On view for the first time in the United States, Slominski’s wall reliefs are constructed from the colorful external paneling of a specific model of German portable plastic toilet. Taking over the factory’s production line, the artist vacuum-formed art historical icons, such as the Madonna and Venus, and symbolic utilitarian objects, like rope, into the high-density polyethylene panels. In one work the profile of a veiled young woman emerges from a single red panel surrounded by six pinecones in an asymmetrical composition. This group of symbols, with their religious and naturalist overtones, alludes to themes of purity, conception, and fertility. The works not only obscure the line between mass-produced and art objects, but also conflate canonical art historical imagery with fetish motifs.

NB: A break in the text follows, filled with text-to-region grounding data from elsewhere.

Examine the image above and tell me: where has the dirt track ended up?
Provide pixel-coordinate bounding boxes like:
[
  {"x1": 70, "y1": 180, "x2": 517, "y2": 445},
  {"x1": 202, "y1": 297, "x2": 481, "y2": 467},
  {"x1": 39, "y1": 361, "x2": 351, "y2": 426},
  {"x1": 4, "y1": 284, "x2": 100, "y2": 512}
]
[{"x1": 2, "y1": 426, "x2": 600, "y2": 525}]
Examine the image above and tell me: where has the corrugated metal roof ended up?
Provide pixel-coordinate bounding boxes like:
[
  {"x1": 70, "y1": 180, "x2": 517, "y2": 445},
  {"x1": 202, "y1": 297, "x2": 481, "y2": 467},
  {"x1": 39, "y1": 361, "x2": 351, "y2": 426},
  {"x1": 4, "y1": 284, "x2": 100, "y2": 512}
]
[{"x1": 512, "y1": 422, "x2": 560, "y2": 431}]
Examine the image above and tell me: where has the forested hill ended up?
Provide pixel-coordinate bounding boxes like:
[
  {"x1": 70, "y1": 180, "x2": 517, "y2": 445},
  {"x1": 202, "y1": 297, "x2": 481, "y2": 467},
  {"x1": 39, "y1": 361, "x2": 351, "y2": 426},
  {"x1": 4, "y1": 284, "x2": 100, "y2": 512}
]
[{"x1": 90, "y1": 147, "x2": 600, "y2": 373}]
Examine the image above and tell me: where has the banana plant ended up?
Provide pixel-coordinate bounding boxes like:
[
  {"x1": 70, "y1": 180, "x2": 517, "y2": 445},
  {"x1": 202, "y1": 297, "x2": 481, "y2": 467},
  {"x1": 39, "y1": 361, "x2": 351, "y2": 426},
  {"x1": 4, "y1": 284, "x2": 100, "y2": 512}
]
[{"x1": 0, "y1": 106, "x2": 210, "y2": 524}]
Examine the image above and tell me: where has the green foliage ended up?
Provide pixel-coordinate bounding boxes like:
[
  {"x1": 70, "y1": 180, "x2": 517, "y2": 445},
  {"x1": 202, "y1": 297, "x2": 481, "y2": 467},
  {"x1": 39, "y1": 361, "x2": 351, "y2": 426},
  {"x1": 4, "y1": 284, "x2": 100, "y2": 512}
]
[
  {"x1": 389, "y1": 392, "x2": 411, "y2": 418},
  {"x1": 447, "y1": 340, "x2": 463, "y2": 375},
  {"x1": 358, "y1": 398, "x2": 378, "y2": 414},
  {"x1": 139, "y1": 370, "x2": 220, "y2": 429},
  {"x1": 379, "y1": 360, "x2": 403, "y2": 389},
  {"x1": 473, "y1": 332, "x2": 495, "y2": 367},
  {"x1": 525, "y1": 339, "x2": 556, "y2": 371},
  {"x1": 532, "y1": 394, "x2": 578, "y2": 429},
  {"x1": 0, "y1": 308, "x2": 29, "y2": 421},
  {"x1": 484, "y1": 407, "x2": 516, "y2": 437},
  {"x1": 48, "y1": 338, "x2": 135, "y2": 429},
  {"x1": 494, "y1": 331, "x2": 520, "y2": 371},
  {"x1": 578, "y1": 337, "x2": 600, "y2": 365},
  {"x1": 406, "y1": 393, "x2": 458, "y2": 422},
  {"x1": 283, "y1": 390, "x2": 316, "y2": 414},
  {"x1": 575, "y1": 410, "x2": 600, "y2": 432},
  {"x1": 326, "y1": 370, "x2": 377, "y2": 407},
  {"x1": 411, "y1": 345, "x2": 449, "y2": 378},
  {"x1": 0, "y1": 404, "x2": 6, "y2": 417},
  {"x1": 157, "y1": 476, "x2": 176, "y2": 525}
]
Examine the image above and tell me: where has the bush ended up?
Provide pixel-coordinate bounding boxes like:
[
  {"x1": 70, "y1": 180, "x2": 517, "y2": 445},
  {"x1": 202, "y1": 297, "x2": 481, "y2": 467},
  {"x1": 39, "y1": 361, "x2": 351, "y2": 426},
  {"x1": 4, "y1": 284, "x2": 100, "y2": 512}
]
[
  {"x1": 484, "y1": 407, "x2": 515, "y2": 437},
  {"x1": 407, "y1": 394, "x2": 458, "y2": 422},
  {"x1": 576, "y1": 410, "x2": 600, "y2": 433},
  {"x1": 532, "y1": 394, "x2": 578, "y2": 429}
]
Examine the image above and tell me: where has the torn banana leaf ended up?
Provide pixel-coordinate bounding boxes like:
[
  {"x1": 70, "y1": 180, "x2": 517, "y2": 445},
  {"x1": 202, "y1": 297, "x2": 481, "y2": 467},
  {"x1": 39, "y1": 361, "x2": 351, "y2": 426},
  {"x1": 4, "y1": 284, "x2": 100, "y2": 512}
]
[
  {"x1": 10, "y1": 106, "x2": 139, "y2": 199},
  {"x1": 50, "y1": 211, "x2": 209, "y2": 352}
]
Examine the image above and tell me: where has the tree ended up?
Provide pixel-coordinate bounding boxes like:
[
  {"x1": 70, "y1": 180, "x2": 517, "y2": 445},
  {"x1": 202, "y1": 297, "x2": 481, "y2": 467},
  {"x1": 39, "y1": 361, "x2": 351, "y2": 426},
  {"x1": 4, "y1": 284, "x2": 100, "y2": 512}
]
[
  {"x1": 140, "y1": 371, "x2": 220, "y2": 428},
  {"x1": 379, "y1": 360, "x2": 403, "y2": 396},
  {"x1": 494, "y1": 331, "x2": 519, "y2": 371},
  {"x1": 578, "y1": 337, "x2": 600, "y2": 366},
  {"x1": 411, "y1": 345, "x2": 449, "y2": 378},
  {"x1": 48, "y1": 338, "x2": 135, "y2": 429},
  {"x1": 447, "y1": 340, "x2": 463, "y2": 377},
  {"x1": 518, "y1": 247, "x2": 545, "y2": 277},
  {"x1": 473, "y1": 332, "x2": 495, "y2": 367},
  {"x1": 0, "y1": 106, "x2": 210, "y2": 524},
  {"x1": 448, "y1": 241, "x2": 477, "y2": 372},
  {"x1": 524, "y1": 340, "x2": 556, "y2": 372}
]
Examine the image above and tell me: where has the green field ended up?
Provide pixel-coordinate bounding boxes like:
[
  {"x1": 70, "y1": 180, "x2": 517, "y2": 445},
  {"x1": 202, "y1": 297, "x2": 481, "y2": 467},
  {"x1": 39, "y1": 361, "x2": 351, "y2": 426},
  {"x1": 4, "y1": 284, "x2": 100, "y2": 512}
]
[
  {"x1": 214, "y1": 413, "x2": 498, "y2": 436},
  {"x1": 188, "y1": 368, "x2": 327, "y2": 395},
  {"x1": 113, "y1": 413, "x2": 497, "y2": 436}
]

The complete, assembled toilets, the same model whose paneling is used for the artist’s wall reliefs, are unconventionally installed throughout the gallery. With their contrasting white pitched roofs and black bases, the toilets, especially in the bright primary colors chosen by Slominski, transform from ordinary utilitarian objects into playful sites of refuge. In their pristine state, shipped directly to the gallery from the manufacturer, they possess a seductive materiality that belies their intended function.

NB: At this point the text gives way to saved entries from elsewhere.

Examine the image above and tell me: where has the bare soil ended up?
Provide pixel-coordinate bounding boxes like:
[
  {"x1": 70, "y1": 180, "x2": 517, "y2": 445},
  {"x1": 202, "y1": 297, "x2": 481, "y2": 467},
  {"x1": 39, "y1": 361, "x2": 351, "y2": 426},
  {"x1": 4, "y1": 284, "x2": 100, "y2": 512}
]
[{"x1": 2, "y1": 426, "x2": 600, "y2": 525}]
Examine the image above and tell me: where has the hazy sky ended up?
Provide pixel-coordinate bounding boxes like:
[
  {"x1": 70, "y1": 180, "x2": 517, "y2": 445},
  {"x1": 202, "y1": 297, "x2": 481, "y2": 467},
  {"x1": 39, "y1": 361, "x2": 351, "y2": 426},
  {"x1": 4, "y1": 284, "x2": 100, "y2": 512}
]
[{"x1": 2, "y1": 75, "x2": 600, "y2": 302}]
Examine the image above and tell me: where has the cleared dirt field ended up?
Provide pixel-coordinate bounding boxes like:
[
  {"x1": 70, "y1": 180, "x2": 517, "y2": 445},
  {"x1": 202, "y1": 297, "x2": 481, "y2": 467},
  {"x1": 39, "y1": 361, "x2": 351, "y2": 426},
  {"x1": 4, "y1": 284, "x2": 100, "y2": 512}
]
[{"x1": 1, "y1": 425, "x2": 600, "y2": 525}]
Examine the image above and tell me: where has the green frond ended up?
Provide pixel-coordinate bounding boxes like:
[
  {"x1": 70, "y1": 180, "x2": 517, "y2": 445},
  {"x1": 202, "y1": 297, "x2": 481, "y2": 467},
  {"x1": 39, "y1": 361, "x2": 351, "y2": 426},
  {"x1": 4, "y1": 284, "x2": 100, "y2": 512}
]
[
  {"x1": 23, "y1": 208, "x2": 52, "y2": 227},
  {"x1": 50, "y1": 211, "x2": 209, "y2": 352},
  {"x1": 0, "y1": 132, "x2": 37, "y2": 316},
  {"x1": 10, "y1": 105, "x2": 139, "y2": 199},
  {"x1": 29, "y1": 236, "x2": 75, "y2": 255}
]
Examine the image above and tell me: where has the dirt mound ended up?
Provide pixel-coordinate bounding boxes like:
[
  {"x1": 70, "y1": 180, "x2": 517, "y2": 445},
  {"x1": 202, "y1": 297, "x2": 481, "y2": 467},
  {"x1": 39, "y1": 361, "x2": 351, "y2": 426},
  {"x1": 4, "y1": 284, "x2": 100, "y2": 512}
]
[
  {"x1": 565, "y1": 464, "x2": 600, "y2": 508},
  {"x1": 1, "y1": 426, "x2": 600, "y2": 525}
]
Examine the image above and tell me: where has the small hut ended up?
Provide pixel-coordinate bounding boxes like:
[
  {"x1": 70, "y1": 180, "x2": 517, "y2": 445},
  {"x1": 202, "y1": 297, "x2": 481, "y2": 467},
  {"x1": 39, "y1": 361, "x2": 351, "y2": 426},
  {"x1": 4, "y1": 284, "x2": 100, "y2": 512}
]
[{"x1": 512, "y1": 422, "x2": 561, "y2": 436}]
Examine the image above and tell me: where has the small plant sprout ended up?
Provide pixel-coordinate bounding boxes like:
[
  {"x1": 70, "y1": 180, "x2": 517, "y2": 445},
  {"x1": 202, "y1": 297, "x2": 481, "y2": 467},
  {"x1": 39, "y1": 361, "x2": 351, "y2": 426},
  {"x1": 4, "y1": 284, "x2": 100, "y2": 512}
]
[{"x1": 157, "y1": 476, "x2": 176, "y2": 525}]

For a major 2016 exhibition at the Deichtorhallen in Hamburg, Slominski made a stunning color-coordinated installation of over one hundred portable toilets arranged throughout the space. Further one-person exhibitions include Museum Jorn in Silkeborg, Denmark; Serpentine Gallery, London; Fondazione Prada, Milan; Museum für Moderne Kunst, Frankfurt; Museum Boijmans van Beuningin, Rotterdam; Kunsthalle Bremen; Deutsche Guggenheim Berlin; and Kunsthalle Zürich. His work has been included in group exhibitions at the Walker Art Center, Minneapolis; Centre Pompidou, Paris; Museum Ludwig, Cologne; Astrup Fearnley Museet, Oslo; and Witte de With Center for Contemporary Art, Rotterdam. Slominski participated in the 2003, 1997, and 1988 Venice Biennales.